My imagination immediately began to run away with me. I saw her taking the train, her forehead pressed thoughtfully against the window, reciting her sisters’ names like a mantra. I saw her 4-foot-10 frame walking up the gangplank to board the ship that would sail halfway round the globe, taking two months to reach Australia. I saw this tiny pioneer disembarking in Melbourne, in this foreign land; I saw how she struggled, how she nearly gave up, then triumphed.
Even though I didn’t know a great deal about her, Rubinstein became for me a romantic heroine, a sort of Polish Scarlett O’Hara, a conqueror with a character forged of steel. As she stood there in her high heels, her motto – for she was someone who despised the past – could have been “Onwards!” As the saying goes, “Give a girl the right shoes, and she can conquer the world.”
A Tumultuous Life
A quick look at her tumultuous life confirmed my suspicions. She was little known and has been virtually forgotten, but her extraordinary life spanned nearly a century (she died in 1965 at the age of 93) and four continents.
Driven by courage, intelligence and a will to succeed that would make her neglect her husbands, children and family, she built an empire that was both industrial and financial. More impressive still, she as good as invented modern cosmetics and ways to make them accessible to all. This was no easy task for a woman in those days – and it still isn’t, whatever one might think; a woman who was poor, foreign and Jewish, to boot. But she loftily disregarded all four of these disadvantages – and it’s anyone’s guess which one was the greatest – and often turned them into strengths. She opened her first beauty institute in Melbourne in 1902, the same year Australian women were among the first in the world to obtain the right to vote. Rubinstein would always be a firm supporter of women in their movement for equality, which throughout the 20th century, meant not only fighting for their most basic rights, but also for the liberation of their bodies – first by freeing them from the shackles of the corset, then from the taboo of wearing makeup (until the early 1920s cosmetics were only worn by prostitutes and actresses).

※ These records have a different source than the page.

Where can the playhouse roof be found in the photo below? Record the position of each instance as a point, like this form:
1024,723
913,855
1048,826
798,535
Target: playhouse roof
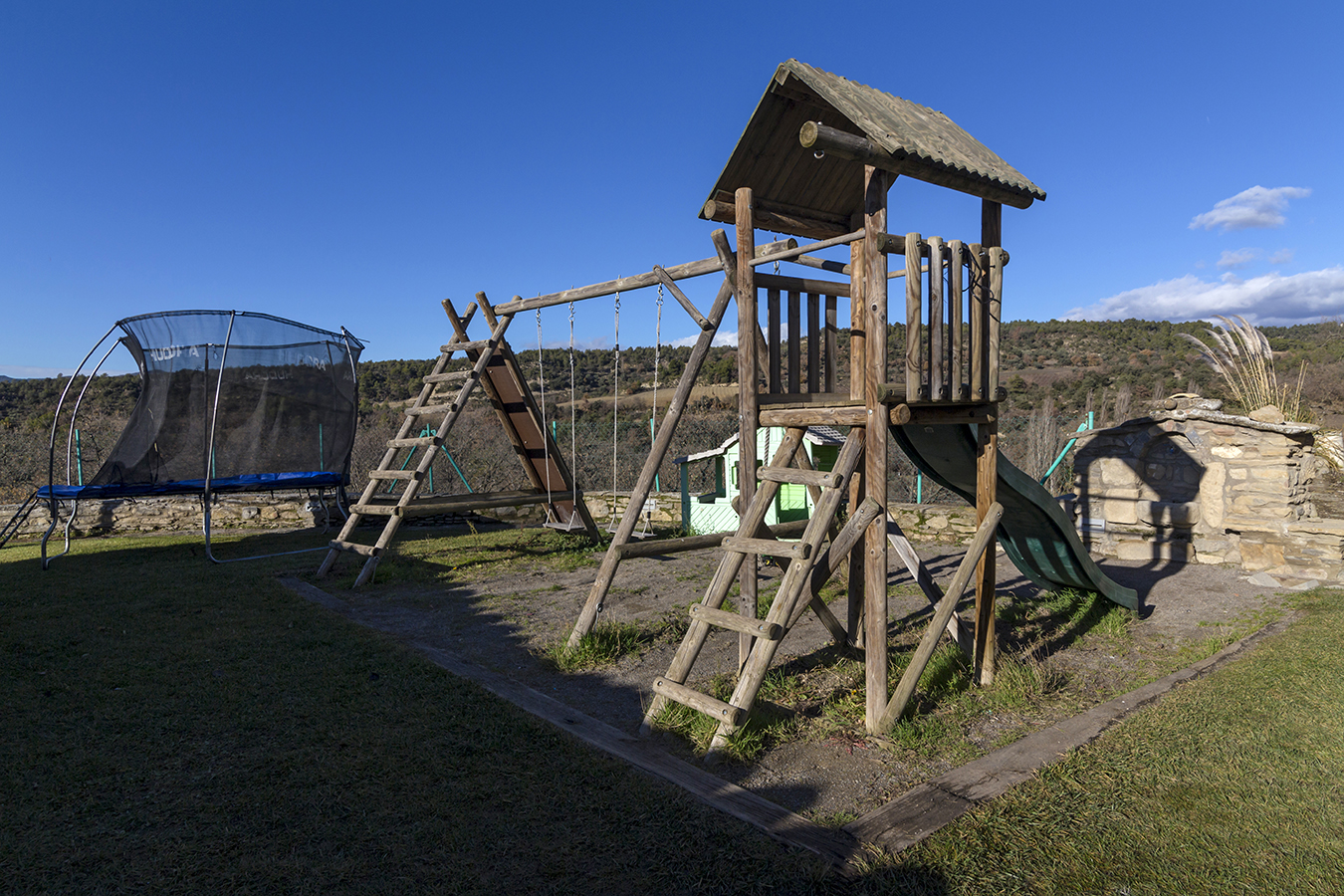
786,177
814,434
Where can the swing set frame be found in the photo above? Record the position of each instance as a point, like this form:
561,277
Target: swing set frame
832,187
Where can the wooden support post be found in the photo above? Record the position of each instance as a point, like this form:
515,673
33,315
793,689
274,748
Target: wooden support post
914,315
748,402
941,615
987,443
987,493
979,326
813,341
772,338
997,284
876,183
857,352
937,345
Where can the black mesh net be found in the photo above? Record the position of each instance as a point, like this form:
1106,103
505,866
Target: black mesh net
287,400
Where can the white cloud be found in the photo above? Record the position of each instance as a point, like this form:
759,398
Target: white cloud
1254,207
1273,300
1238,257
20,372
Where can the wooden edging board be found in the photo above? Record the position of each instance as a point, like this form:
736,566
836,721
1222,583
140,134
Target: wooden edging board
895,826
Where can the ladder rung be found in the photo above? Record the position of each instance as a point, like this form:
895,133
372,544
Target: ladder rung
425,410
423,441
699,702
454,376
376,510
768,547
737,622
794,476
365,550
464,346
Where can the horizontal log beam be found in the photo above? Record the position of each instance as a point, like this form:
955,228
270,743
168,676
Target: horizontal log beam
801,284
726,212
657,547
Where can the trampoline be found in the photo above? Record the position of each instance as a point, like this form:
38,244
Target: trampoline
229,402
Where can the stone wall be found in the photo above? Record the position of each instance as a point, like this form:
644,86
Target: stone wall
1198,485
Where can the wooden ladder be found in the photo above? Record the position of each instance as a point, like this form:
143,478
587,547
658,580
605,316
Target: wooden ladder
429,403
808,569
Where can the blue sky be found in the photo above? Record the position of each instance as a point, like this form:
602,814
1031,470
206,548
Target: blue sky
352,164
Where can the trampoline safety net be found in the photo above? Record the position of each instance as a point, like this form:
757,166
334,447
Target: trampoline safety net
280,398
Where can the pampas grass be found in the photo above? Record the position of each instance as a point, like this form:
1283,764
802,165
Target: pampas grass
1242,356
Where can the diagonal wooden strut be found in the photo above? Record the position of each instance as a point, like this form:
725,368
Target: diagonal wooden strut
606,572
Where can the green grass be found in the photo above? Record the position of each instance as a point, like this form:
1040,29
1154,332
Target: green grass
179,727
606,644
418,557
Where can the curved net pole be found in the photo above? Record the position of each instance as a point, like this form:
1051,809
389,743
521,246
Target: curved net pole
574,445
51,448
214,422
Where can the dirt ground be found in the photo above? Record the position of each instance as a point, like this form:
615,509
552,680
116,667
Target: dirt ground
507,625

As Rubinstein would like to say, beauty is anything but frivolous. For her it was a “new power,” a means through which women could assert their independence. To want to charm or look your best are not signs of subservience if you know how to use them to your advantage. Rubinstein believed that women must use the assets placed at their disposal if they are to conquer the world, or at least to make their place in it.
Modern Beauty Creator
Cosmetics existed before Rubinstein – they have existed since antiquity! – but she was the visionary who created modern beauty: scientific, rigorous and demanding, with an emphasis on moisturizing, protecting against the harmful rays of the sun, massage, electricity, hydrotherapy, hygiene, diet, nutrition, physical exercise and surgery.
Her passion for art and aesthetics of every kind – painting, sculpture, architecture, furniture, decoration, haute couture, jewelery – drove her to become an obsessive collector (she was nicknamed “a female Hearst”) and inspired the colors of her makeup collections. It was her innate sense of marketing that led her not only to promote her products successfully, but also to constantly invent sales techniques at her salons and retail outlets, to set professional standards for beauticians and to use advertising as early as 1904.
She worked tirelessly and claimed that work was the best beauty treatment: “Work has been indeed my best beauty treatment. I believe in hard work. It keeps the wrinkles out of the mind and the spirit. It helps to keep a woman young.” She amassed a fortune almost single-handedly. She was known to be one of the richest women in the world: only a handful of peers had succeeded as well as her in the domain of beauty and fashion. Coco Chanel, Elizabeth Arden and Estée Lauder were the few women who shared Rubinstein’s gift for putting themselves on stage and promoting their image.
Michèle Fitoussi was born in Tunisia to French parents, and has lived in Paris since the age of 5. She worked as a journalist at Elle magazine for 25 years, interviewing world leaders in areas as varied as politics, human sciences, sports, literature and the media. She is also the author of screenplays, fiction and nonfiction, including the international bestsellers “Superwoman’s had Enough” and “The Prisoner.”